La maîtresse a envoyé Eudes et Geoffroy au
piquet, elle a mouché Agnan, et Maixent a demandé
au monsieur qui ne disait plus rien et qui avait l'air un
peu surpris, s'il savait pourquoi il ne pouvait pas lire
le CD qu'il avait acheté avec les sous qu'il avait
reçus la semaine dernière pour avoir fait
septième à la composition d'arithmétique.
Le monsieur a dit que c'était certainement que le
CD avait une protection pour empêcher le téléchargement,
et Maixent lui a dit qu'il ne voulait rien télécharger
du tout, qu'il voulait juste écouter le CD qu'il
avait acheté et que, sans blague, s'il avait su,
il n'aurait rien acheté du tout, c'est vrai quoi.
Rufus a dit au monsieur qu'il était un peu bête,
que s'il avait voulu empêcher les téléchargements,
il fallait mettre un verrou sur les téléchargements,
pas sur le CD.
— C'est vrai, - a dit Alceste, un gros copain qui
mange tout le temps. - Ma maman a mis un cadenas sur l'armoire
à confitures à la maison. Si elle l'avait
mise sur la remise du jardin, j'aurais pu continuer à
avoir de la confiture. Vous êtes un peu bête,
quand même.
Le monsieur, ça ne lui a pas plu du tout l'idée
de la maman d'Alceste. Il est devenu tout rouge, et ses
narines se sont agitées drôlement vite. Il
nous a expliqué que lui-même travaillait dans
la musique et qu'il voyait bien que si nous continuions
à ne pas payer, les artistes arrêteraient de
faire de la musique, que tout le monde serait très
triste et que lui-même perdrait son travail.

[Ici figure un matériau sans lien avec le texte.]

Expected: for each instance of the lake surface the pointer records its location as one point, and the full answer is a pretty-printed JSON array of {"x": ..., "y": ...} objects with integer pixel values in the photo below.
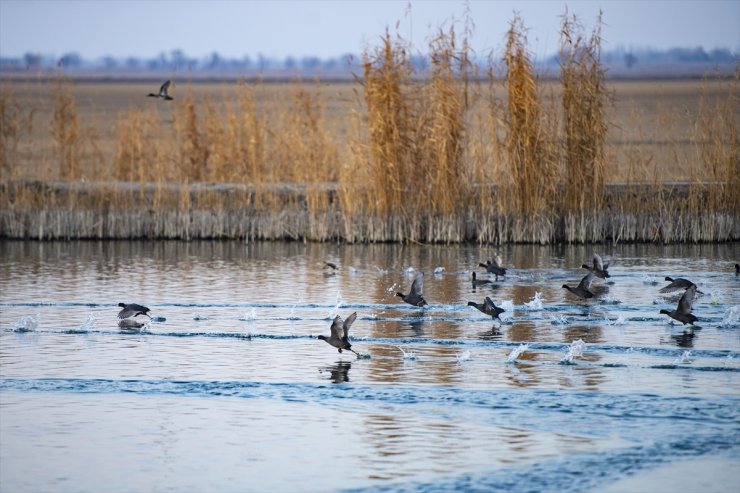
[{"x": 229, "y": 389}]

Joachim a levé le doigt et il a demandé au
monsieur, ce qu'il faisait comme musique. Le monsieur a
répondu qu'il ne faisait plus de musique, mais qu'il
avait joué un peu de l'accordéon dans son
jeune temps, sur quoi Joachim a répondu que c'était
normal qu'il ne touche plus de sous s'il ne jouait plus
de musique, et qu'il ne voyait pas en quoi c'était
de sa faute si le monsieur perdait son travail. Alceste
a ajouté qu'il ne devrait s'en prendre qu'à
lui-même si ses confitures disparaissaient.
Le monsieur a regardé la maîtresse, il a dit
que nous étions une graine de potence, que nous finirions
au bagne, et il est parti en claquant la porte.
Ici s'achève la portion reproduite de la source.